Room close dark
dark, listening
white noise and windchimes
From my perch, survey the still life before me – a didgeridoo leaning against a worm wood bookcase, 4 thick shelves made from free form curly maple looking like slabs of bacon, books stacked horizontally for easy reading of titles on spines; Ulysses, Siddhartha, Tolstoy, Salinger, Dr. Seuss, a stack about Everest, old Edmund Hillary grinning under shaggy beard and leather edged goggles. BhagavadGita, with dead, bald smiling, reincarnated onto the dust leaf resting, leaning next to Don Quixote, heavy in four volumes with hand-cut pages, raised ink, tissue protects the engravings.

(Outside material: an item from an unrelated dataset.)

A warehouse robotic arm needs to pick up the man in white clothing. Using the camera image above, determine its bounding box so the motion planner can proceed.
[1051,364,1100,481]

A collection (complete) of TinTin the intrepid reporter (Belgian I think), his dog Snowy and ornery ole Cap’n Haddock. More adventure than John McPhee, him traipsing from Alaska to Bangladesh – lonely freighter pulling out of dark harbors, a thousand iron feet long tended by six – maybe eight scattered souls. A Russian Matryoshka doll endless stream of smaller beings, a lighter from Belikin – the state brewery of Belize, a metal Sierra Club cup, engraved with highest peak in Nevada and a date so long ago that I look at a photo to remember me, head in clouds, wearing a sweater I forgot I ever wore. Picture is snowy, the tin cup stained with heat, left holding coins from here and there, a yo-yo, and buttons fallen off of trousers.